Il y avait aussi une fille, Lucrezia, qui devait avoir seize ou dix-sept ans quand elle avait accompagné son père outre-Atlantique. On la disait très belle mais on ne la voyait jamais parce que les hommes de la famille la tenaient cachée afin d’éviter qu’une meute d’amoureux ne l’assiège…

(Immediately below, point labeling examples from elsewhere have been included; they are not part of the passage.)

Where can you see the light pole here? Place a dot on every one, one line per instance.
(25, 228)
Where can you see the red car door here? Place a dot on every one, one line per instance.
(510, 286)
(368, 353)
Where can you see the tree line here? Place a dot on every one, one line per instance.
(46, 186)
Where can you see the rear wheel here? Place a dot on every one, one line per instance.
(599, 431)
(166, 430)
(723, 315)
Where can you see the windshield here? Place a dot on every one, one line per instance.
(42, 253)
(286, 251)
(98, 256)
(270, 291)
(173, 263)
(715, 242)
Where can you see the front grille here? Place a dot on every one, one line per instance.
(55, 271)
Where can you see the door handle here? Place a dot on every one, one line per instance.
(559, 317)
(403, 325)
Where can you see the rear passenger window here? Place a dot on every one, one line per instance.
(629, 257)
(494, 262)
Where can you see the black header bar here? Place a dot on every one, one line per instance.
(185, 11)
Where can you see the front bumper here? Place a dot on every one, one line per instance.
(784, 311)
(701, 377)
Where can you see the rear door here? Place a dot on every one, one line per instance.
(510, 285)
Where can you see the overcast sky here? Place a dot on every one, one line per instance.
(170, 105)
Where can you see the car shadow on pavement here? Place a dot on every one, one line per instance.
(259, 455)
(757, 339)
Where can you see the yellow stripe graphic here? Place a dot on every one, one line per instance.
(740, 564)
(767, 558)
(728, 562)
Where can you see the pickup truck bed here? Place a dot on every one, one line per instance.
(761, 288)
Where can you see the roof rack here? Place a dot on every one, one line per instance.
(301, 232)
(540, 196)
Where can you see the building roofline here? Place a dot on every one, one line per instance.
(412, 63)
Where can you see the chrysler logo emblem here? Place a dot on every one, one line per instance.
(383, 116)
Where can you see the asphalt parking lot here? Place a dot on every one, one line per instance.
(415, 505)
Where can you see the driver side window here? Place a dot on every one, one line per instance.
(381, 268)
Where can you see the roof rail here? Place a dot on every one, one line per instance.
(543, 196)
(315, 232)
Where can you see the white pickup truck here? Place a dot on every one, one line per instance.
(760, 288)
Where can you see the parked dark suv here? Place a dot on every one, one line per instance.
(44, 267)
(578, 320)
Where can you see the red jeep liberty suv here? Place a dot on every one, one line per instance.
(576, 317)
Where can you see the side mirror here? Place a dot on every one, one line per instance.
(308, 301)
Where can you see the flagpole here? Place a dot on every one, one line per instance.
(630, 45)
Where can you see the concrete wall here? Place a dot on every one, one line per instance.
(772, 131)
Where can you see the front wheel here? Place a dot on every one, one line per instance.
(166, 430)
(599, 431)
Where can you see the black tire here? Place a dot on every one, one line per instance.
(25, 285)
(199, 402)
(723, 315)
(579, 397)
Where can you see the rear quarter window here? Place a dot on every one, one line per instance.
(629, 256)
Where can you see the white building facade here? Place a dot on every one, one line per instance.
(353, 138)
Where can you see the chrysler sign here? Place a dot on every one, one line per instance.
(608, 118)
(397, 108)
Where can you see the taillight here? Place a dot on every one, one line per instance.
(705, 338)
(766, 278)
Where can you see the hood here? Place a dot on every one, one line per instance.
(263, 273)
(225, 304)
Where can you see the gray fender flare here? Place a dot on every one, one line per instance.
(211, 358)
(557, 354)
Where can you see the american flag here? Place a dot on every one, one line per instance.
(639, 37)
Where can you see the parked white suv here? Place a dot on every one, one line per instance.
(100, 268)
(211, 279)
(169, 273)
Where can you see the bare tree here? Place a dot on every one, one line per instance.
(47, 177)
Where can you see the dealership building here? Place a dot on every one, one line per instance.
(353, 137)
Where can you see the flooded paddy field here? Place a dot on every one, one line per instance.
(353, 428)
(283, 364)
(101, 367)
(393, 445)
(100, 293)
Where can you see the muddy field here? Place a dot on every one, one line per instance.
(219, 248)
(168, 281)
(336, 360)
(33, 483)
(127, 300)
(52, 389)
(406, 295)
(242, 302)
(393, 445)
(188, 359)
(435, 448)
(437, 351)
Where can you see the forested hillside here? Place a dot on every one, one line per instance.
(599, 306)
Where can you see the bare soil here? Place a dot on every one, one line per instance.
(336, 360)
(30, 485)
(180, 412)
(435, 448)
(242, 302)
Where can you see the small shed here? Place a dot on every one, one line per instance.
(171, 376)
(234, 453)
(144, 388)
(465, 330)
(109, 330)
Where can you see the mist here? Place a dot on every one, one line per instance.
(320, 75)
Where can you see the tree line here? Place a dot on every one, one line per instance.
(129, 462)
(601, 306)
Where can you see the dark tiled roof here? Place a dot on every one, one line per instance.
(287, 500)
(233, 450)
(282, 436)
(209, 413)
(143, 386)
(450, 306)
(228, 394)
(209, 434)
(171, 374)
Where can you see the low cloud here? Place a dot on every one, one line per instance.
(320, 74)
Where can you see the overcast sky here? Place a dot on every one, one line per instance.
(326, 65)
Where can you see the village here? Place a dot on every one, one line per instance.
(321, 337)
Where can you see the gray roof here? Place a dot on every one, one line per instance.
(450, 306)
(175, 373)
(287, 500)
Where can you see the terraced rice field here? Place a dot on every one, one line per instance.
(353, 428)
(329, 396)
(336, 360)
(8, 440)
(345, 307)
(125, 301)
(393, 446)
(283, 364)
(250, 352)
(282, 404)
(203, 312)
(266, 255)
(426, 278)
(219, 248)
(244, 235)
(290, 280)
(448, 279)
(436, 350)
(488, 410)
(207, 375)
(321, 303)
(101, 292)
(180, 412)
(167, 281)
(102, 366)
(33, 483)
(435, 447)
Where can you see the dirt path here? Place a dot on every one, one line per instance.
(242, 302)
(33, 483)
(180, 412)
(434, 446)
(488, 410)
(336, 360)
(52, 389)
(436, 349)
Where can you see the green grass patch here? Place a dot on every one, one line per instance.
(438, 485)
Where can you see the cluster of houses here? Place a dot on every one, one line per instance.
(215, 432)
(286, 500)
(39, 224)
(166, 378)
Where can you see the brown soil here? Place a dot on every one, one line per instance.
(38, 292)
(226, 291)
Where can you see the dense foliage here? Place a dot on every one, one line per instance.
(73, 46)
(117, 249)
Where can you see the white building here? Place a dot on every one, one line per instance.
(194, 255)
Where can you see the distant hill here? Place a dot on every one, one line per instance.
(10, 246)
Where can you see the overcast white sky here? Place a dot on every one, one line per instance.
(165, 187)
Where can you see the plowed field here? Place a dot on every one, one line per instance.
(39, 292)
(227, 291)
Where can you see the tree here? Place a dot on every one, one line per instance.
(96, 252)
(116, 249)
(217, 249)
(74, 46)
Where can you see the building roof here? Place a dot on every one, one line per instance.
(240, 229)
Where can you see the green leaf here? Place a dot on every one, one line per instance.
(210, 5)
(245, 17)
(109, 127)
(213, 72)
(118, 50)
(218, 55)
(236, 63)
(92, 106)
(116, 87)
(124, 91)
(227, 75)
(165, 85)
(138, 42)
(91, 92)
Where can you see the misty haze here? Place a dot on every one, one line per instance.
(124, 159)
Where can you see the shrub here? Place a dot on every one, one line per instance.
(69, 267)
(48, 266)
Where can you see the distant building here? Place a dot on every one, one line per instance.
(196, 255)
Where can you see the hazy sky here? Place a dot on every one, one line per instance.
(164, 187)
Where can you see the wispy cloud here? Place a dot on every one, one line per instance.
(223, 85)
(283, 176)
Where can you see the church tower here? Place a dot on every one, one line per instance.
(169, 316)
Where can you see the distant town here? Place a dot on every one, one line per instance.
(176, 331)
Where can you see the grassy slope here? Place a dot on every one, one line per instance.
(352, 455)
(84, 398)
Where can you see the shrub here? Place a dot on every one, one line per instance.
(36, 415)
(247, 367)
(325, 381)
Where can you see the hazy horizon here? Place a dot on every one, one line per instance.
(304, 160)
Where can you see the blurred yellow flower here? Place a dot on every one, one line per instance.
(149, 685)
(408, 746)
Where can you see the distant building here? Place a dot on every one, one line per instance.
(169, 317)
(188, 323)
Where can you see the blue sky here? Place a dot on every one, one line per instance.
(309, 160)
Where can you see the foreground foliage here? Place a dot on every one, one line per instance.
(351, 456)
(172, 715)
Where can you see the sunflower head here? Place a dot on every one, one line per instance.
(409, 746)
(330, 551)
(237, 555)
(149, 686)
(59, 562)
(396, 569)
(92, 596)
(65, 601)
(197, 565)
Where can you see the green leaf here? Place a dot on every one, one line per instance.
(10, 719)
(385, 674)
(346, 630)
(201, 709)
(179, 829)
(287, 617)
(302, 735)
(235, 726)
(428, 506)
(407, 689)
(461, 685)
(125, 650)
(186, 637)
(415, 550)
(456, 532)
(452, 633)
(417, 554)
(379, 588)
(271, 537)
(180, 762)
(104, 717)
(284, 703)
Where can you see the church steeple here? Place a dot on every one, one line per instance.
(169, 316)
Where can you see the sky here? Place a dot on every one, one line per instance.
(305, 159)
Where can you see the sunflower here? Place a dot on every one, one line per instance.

— Ce qui est bizarre, expliqua le policier, c’est que ces gens n’ont pas l’air d’être au courant de sa carrière de cantatrice et ne font pas la relation avec la Torelli… En revanche, ils supposent que c’est elle qui est revenue voici quelques mois et qu’elle est malade, parce qu’on a vu une ambulance arriver un soir à la villa. Et le monde ne manque pas pour s’occuper d’elle mais les serviteurs qui assurent le ravitaillement sont à peu près aussi gais que des portes de prison, ce qui n’encourage pas à fraterniser avec eux ! Moins encore à poser des questions ! Ce qui correspond assez avec ce que nous avons observé vous et moi !

En effet, les trois premières nuits de son séjour, Sauvageol les avait vécues dans la tour. La majeure partie en compagnie de Wishbone qui ne parvenait pas à oublier la voix brisée qu’il avait entendue. Mais ils auraient pu aussi bien rester au fond de leurs lits : rien ne se passa d’extraordinaire et le rituel de la villa semblait immuable : quand venait le soir, quelques fenêtres du rez-de-chaussée s’éclairaient, restant le plus souvent ouvertes, puis vers onze heures on refermait, tout s’éteignait alors qu’à l’étage la lumière restait allumée. Quant au jardin, un homme en faisait le tour tenant en laisse deux impressionnants chiens noirs – des dobermans – en fumant une ou deux cigarettes puis rentrait après avoir rendu la liberté aux chiens.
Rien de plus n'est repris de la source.